Note that in the "snpolicy -dumppol
" output shown earlier we also saw dedup_age=1m. This means the file may be deduplicated after it has not changed for at least one minute. If a file is being written its file modification time (mtime) will be updated as the file is being written. Deduplication age specifies how far in the past the modification time must be before a file can be considered for deduplication.

If replication is used, a blockpool is required even if deduplication is not used in any policy on a machine. However, in this situation the blockpool does not store any BLOBs from any file system and can therefore be small: several megabytes is all that is needed.
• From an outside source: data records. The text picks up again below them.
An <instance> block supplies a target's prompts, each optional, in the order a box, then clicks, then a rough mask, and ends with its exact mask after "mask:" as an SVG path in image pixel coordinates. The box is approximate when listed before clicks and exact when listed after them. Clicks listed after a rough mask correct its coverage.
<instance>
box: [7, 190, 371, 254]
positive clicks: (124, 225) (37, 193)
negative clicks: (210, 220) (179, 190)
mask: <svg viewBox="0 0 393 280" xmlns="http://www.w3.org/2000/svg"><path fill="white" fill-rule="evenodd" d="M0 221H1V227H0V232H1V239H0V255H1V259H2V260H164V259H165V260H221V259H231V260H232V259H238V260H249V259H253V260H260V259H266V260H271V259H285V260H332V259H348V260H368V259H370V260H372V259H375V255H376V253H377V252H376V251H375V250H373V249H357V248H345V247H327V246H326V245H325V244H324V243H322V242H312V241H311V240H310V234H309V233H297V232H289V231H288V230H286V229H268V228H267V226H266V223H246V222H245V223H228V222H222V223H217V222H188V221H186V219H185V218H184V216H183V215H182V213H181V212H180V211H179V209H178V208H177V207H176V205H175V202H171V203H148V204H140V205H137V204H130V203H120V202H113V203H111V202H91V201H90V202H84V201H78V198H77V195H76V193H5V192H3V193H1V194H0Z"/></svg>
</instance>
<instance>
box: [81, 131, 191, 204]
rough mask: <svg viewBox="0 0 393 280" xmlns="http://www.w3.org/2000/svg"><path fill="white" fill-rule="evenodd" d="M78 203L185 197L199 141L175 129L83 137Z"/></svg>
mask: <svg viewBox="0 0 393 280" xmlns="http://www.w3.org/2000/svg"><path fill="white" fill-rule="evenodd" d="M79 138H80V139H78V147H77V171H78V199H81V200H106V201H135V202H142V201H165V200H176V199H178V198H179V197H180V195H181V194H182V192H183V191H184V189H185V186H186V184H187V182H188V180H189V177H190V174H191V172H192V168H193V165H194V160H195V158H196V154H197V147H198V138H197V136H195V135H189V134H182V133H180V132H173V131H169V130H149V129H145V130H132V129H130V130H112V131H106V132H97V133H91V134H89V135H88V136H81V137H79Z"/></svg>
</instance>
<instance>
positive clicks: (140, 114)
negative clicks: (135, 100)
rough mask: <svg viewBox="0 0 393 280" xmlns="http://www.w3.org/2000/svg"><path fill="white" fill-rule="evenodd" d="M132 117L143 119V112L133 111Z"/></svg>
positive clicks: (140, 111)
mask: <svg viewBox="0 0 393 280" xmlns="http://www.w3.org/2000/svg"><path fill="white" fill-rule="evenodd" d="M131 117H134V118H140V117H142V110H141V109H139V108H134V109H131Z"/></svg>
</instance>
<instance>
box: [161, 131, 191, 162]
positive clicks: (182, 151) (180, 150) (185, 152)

If you enable deduplication on any policy in the machine, StorNext stores BLOBs in the blockpool and additional space is required. Make sure you have enough space to store file system data if you enable deduplication. You also need space for BLOBs in the blockpool if the machine contains replication target directories for deduplicated replication source directories on other machines.
The current StorNext release supports only one blockpool per machine. Any file system on the machine that needs a blockpool will use that one and only blockpool.